The National Oceanic and Atmospheric Administration (NOAA) released the forecast for the 2019 season on May 23, predicting the season would be near normal (between 10 and 15 tropical storms and between four and nine hurricanes). They speculate there is a 30-percent chance of an above-normal season (between 12 and 28 tropical storms and between seven and 15 hurricanes) and 30-percent chance of a below-normal season (between four and nine tropical storms and two to four hurricanes).
Colorado State University scientists forecast 2019 will have 13 named storms in the Atlantic Ocean, including five becoming hurricanes and two of those reaching at least a Category 3 status. NOAA estimates a 70-percent chance of between nine and 15 named storms, of which four to eight potentially become hurricanes and two to four are major hurricanes.

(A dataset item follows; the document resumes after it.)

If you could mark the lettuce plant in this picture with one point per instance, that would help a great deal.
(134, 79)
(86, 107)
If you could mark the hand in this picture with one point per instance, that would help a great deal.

How Hurricanes Get Their Names
Initially, hurricanes were named to honor a feast day for a Catholic saint. By the 1950s, the process changed in the United States and hurricanes were assigned female names in alphabetical order. It wasn’t until 1978 this practice was abandoned. The World Meteorological Organization (WMO) has a list of alphabetical storm names that repeats on a six-year cycle. The names are to be basic and reflect the languages spoken by those in areas most affected: English, Spanish, Dutch and French.
Good news though, if a storm was so destructive that the WMO deems one name may be perceived as insensitive, the name will be removed from the list, such as: Katrina, Ike, Hattie or Opal.